Special Issue “Molecules at Play in Neurological Diseases”

by
Dumitru Andrei Iacobas
1,2
1
Personalized Genomics Laboratory, Undergraduate Medical Academy, School of Public and Allied Health, Prairie View A&M University, Prairie View, TX 77446, USA
2
DP Purpura Department of Neuroscience, Albert Einstein College of Medicine, Bronx, New York, NY 10461, USA
Curr. Issues Mol. Biol. 2025, 47(8), 600; https://doi.org/10.3390/cimb47080600
Submission received: 13 July 2025 / Accepted: 24 July 2025 / Published: 30 July 2025
(This article belongs to the Special Issue Molecules at Play in Neurological Diseases)
Versions Notes
Pending the approval of the Institutional Review Boards (IRBs), researchers can access clinicians’ tools to explore the molecular phenomena affected by neurological disorders in living humans. Among others, they can use various imaging techniques (e.g., [1]) and also could analyze blood (e.g., [2,3]), bodily waste (urine and feces, e.g., [4]) or surgically removed tissues (e.g., [5]). However, testing novel therapeutic avenues on living humans faces drastic legal, moral and religious constrains beyond the ethics rules established by the Declaration of Helsinki [6] and needs a long chain of approvals before being accepted for clinical trials. Therefore, frequent choices are use of cell cultures isolated from surgically removed tissues of diseased persons (e.g., [7]) or replication of the disorder’s major symptoms on animal models (e.g., [8,9,10]). An intermediate choice is use of genetically engineered animal precursor cell line (e.g., [11]).
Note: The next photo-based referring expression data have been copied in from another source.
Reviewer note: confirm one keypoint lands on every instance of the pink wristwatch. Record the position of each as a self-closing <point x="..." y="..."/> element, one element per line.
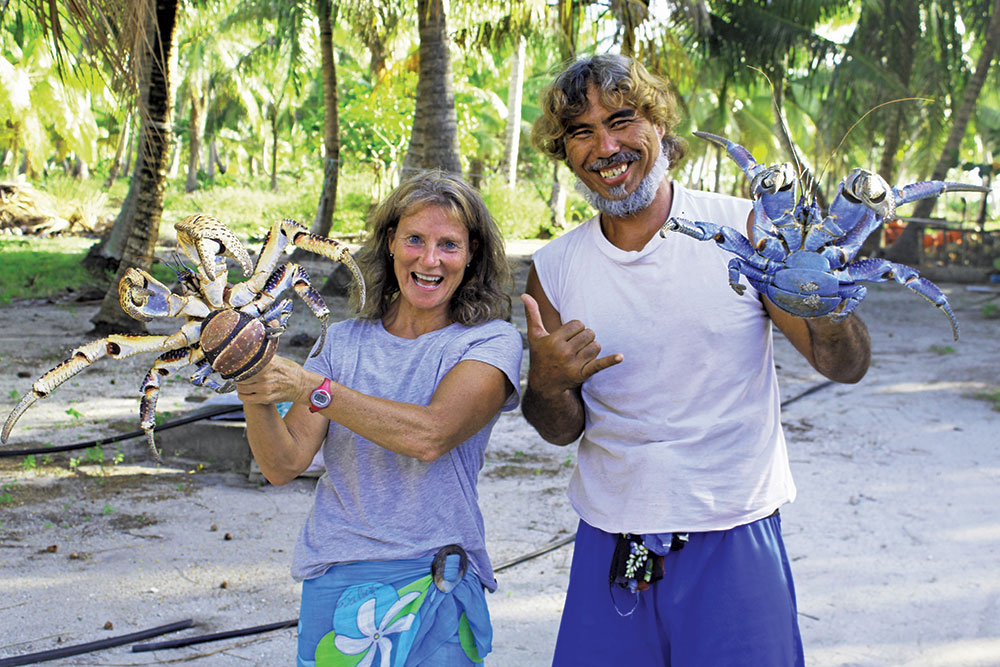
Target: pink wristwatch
<point x="320" y="398"/>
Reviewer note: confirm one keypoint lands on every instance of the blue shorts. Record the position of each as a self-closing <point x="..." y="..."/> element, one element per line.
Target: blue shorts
<point x="726" y="598"/>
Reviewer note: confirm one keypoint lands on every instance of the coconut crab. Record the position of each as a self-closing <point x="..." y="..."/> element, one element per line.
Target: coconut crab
<point x="229" y="329"/>
<point x="802" y="260"/>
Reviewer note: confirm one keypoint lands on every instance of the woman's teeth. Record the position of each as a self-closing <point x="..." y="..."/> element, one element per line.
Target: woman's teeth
<point x="615" y="171"/>
<point x="422" y="279"/>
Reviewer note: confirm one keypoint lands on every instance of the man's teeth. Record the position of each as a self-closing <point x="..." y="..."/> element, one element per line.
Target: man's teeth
<point x="615" y="171"/>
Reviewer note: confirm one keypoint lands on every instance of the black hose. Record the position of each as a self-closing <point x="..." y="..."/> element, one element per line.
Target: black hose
<point x="66" y="651"/>
<point x="180" y="421"/>
<point x="810" y="390"/>
<point x="534" y="554"/>
<point x="187" y="641"/>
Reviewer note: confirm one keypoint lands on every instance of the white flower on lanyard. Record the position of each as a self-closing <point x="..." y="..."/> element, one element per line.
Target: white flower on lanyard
<point x="376" y="636"/>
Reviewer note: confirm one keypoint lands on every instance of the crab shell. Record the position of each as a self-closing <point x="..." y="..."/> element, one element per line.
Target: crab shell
<point x="237" y="345"/>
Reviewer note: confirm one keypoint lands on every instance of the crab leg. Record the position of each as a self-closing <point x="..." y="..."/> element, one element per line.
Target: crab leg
<point x="145" y="298"/>
<point x="730" y="240"/>
<point x="296" y="277"/>
<point x="772" y="190"/>
<point x="881" y="270"/>
<point x="165" y="364"/>
<point x="116" y="346"/>
<point x="206" y="238"/>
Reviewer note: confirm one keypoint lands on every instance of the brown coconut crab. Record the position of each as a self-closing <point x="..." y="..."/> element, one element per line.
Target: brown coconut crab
<point x="229" y="329"/>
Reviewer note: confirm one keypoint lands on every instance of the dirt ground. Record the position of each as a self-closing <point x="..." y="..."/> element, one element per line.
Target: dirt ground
<point x="894" y="538"/>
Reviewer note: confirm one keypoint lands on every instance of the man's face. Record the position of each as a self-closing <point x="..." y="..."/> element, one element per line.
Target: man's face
<point x="611" y="150"/>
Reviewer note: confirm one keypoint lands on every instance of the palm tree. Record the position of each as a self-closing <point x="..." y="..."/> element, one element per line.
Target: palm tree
<point x="434" y="138"/>
<point x="140" y="215"/>
<point x="135" y="39"/>
<point x="907" y="246"/>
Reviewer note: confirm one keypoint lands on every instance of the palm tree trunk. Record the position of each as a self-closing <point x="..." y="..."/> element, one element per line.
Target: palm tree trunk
<point x="196" y="132"/>
<point x="274" y="150"/>
<point x="906" y="249"/>
<point x="124" y="138"/>
<point x="331" y="124"/>
<point x="434" y="138"/>
<point x="513" y="129"/>
<point x="149" y="179"/>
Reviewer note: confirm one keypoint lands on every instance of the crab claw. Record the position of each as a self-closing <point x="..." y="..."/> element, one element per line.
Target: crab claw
<point x="327" y="247"/>
<point x="203" y="239"/>
<point x="874" y="192"/>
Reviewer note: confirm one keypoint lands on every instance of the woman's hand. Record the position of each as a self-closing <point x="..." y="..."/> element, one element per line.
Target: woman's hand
<point x="280" y="380"/>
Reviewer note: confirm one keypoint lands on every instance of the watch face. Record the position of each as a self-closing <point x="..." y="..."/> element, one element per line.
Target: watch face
<point x="320" y="398"/>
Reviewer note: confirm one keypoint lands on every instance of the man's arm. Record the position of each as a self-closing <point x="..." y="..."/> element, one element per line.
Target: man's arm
<point x="841" y="351"/>
<point x="558" y="365"/>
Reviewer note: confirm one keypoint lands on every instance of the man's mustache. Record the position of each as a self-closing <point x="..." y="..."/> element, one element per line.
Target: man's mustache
<point x="617" y="158"/>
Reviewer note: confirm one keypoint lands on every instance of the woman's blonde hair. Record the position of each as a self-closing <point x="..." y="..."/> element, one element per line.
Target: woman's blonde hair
<point x="481" y="296"/>
<point x="621" y="82"/>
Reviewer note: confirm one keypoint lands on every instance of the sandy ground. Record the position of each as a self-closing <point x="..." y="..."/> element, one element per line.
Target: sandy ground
<point x="895" y="535"/>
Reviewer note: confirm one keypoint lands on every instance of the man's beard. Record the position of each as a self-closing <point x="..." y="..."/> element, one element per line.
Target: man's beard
<point x="631" y="204"/>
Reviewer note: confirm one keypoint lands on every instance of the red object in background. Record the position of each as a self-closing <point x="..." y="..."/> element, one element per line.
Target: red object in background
<point x="939" y="238"/>
<point x="892" y="231"/>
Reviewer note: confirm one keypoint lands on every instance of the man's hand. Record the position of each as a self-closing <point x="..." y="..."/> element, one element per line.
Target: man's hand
<point x="563" y="359"/>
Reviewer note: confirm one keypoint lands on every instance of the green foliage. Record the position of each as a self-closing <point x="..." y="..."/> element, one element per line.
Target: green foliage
<point x="992" y="397"/>
<point x="519" y="212"/>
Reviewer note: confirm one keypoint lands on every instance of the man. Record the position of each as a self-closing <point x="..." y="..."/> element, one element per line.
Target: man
<point x="682" y="463"/>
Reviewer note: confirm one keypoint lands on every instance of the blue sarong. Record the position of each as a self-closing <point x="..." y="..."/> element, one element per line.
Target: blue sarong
<point x="390" y="613"/>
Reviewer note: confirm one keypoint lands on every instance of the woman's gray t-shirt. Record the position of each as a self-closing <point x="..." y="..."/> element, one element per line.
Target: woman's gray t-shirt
<point x="375" y="504"/>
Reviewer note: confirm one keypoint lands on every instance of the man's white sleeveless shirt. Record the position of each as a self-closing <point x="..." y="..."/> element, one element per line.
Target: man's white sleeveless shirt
<point x="684" y="434"/>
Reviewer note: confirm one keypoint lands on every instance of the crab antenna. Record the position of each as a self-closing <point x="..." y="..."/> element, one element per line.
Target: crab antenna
<point x="809" y="183"/>
<point x="781" y="118"/>
<point x="858" y="122"/>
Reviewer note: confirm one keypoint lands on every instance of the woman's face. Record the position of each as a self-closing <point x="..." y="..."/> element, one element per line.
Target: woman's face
<point x="430" y="250"/>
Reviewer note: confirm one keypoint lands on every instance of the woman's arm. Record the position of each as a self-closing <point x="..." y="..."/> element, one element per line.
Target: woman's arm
<point x="466" y="399"/>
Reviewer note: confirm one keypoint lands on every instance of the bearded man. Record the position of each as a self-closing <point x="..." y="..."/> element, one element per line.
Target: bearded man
<point x="682" y="463"/>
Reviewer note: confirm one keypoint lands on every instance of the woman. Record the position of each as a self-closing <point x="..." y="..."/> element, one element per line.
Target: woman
<point x="405" y="398"/>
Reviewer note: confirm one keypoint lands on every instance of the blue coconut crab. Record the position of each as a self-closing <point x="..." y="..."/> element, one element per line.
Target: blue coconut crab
<point x="229" y="329"/>
<point x="804" y="261"/>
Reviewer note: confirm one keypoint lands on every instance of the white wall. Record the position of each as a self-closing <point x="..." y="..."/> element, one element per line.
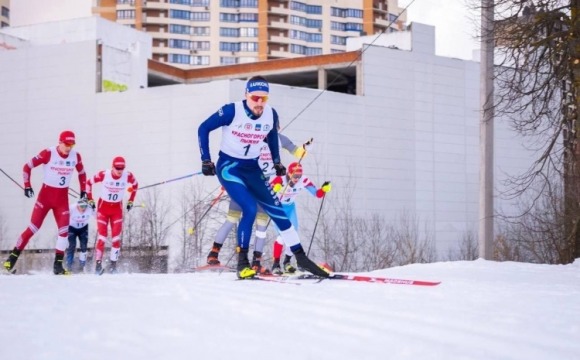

Both cell cultures and animal models were instrumental for our incremental understanding of nervous system pathology and it is hard to imagine what level of knowledge and medicine we would have today without them. Particularly, primary cell cultures have been essential tools for investigating the roles of various cell phenotypes in brain normal and disease states. For example, many key functions of central glial cells in metabolism and intercellular calcium signaling were uncovered through tissue culture methods, and most of these findings were later validated in vivo (e.g., [12]). Animal models were also indispensable systems for exploring novel therapeutic avenues for infantile spasms (e.g., [13]), and many other severe pathologies. However, neither cell cultures, nor animal models can perfectly reproduce the complexity of the human nervous system and one needs to take into account and finds ways to overcome their limitations. This Editorial summarizes part of the challenges experienced when investigating neurological disorders in cell lines purchased from authorized vendors or in (genetically, chemically, or mechanically) engineered animal models.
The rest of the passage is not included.